Lorenzo et al. (1) also examine the possible connection between transport defects induced by βII-spectrin ablation and those induced by ankyrin-B depletion (33), given that these 2 proteins interact at the MPS. The effects of ankyrin-B and βII-spectrin on vesicular trafficking are independent and additive, with a near-complete abolition of axonal transport along the axon of neurons genetically depleted for both proteins. This surprising result points to a separate but general role of ankyrin-B and βII-spectrin as axonal transport adaptors. Independence of ankyrin-B and βII-spectrin in supporting vesicular transport is confirmed by rescue experiments: Expression of an ankyrin-binding−deficient mutant of βII-spectrin can rescue defects of axonal transport and growth in βII-spectrin knockout neurons. Furthermore, another rescue experiment suggests direct binding of βII-spectrin to vesicles via an interaction between the spectrin pleckstrin homology domain and acidic phospholipids (26, 27): A lipid-binding−deficient mutant of βII-spectrin is not able to rescue axonal transport and growth defects.
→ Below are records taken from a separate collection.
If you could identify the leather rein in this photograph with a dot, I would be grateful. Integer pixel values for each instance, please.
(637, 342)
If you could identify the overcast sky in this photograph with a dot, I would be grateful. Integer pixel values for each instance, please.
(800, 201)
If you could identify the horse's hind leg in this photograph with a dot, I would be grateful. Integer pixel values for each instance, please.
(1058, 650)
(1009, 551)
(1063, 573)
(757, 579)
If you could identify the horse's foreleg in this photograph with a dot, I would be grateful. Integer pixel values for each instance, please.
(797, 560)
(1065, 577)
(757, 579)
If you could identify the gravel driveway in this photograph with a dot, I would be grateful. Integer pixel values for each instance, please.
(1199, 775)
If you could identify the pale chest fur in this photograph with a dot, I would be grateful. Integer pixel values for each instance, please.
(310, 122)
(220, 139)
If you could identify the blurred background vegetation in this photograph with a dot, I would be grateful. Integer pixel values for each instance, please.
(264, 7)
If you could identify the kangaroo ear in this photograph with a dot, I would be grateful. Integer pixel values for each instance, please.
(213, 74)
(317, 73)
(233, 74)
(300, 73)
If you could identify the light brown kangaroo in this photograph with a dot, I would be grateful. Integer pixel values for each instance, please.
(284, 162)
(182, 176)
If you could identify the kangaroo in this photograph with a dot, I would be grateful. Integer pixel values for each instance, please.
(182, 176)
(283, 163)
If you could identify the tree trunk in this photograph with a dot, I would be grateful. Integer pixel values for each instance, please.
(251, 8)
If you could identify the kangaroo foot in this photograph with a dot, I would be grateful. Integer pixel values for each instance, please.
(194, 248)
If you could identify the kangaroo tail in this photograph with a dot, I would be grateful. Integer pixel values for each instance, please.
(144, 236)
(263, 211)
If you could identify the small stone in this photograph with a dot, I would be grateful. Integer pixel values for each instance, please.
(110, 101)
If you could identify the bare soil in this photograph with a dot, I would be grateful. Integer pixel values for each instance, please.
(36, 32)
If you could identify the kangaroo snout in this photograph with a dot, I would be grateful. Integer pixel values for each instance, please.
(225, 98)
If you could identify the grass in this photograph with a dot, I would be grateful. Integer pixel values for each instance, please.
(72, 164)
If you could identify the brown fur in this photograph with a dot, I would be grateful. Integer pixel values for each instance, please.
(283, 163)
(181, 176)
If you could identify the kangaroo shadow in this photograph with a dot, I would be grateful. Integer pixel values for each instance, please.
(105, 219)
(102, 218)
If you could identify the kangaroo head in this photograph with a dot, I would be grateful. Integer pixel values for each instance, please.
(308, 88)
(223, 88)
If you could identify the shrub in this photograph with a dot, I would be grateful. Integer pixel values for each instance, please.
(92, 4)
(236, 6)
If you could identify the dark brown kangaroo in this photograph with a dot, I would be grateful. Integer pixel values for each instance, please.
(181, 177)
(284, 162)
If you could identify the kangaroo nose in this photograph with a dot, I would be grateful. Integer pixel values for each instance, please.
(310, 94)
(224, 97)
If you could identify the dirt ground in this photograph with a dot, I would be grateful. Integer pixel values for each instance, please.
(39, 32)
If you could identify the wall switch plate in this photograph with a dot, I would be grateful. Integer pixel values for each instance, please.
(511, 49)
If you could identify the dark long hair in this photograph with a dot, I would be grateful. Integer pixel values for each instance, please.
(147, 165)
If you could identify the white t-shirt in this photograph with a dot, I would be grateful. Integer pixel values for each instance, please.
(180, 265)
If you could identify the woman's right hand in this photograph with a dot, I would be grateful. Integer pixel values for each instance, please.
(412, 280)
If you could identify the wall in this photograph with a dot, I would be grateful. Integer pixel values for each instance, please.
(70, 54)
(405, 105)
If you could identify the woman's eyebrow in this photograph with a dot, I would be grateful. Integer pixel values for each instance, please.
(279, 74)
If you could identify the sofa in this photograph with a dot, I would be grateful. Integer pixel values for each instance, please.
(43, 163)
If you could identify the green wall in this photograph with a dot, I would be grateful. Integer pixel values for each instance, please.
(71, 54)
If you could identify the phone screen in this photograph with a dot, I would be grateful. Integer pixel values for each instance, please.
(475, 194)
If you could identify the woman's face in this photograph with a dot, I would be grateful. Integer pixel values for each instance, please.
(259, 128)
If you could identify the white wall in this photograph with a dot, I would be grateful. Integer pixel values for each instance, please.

Overall, this study by Lorenzo et al. (1) sheds light on neuronal spectrins, unveiling a function in axonal transport (Fig. 1). It is a striking example of how a protein can evolve different roles, even in the same cellular compartment, via differential localization and interaction with distinct partners. Both MPS assembly and axonal transport seem to contribute to axonal growth and stability, and it would be very interesting to tease apart the respective role of each of these βII-spectrin−mediated process. Axonal transport and growth share a similar dependence on βII-spectrin binding to phospholipid, but not to ankyrin-B, suggesting a primary contribution from transport. Testing these binding partners requirements in MPS assembly would be useful for resolving this question, as would be a genetic way of perturbing the MPS independently from βII-spectrin itself. Another intriguing possibility is that different βII-spectrin−containing tetramers are used in the MPS and on transported vesicles. As spectrins are obligatory tetramers, all tetramers likely contain the neuronal αII-spectrin subunit, but different isoforms of either αII- or βII-spectrin could distinguish MPS and vesicular spectrin tetramers. Future work will hopefully address these important open questions, and decipher what balances the dual functions of axonal spectrins. In our era of immediate access and acceleration of knowledge production, it is an interesting twist to see this paradigm-shifting study having its roots in the sagacious observations made almost 40 y ago by the pioneers of neuronal cell biology (10).